Frankreich führte 2014 ein Vorgabe zum Schutz französischer Industrie-Standorte ein. Das sogenannte Florange-Gesetz räumt Investoren ein Doppelstimmrecht ein, die Aktien im eigenen Namen erwerben und diese mindestens zwei Jahre lang halten. Die Vorschrift wurde nach der Stahlstadt Florange wegen der dort stillgelegten Hochöfen benannt.

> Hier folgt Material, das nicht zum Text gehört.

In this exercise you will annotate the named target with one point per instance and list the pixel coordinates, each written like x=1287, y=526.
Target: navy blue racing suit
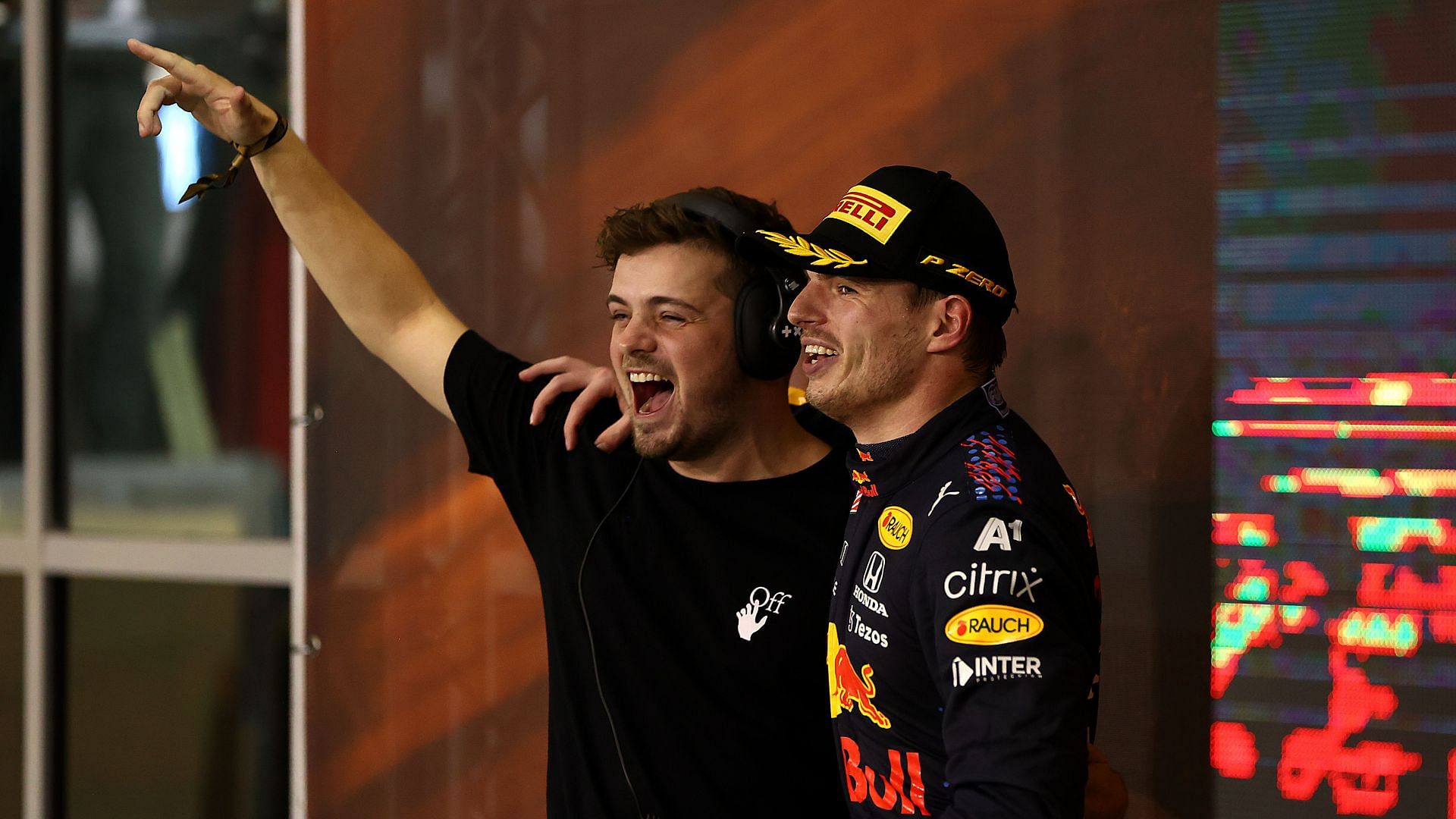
x=965, y=632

Aktionäre können allerdings auf Hauptversammlungen beschließen, das Einstimmrecht pro Aktie beizubehalten. Ein entsprechender Antrag liege für das Aktionärstreffen von Renault am 30. April vor. Die Regierung wolle sicherstellen, dass der Antrag nicht durchkomme, teilte das Wirtschaftsministerium mit. Langfristig habe der Staat dagegen nicht das Ziel, seine Beteiligung aufzustocken, sagte ein politischer Insider. Doppelstimmrechte sind in Frankreich bereits weit verbreitet. Dank neuer Modelle und gesenkter Kosten hat Renault zuletzt wieder mehr Gewinn eingefahren.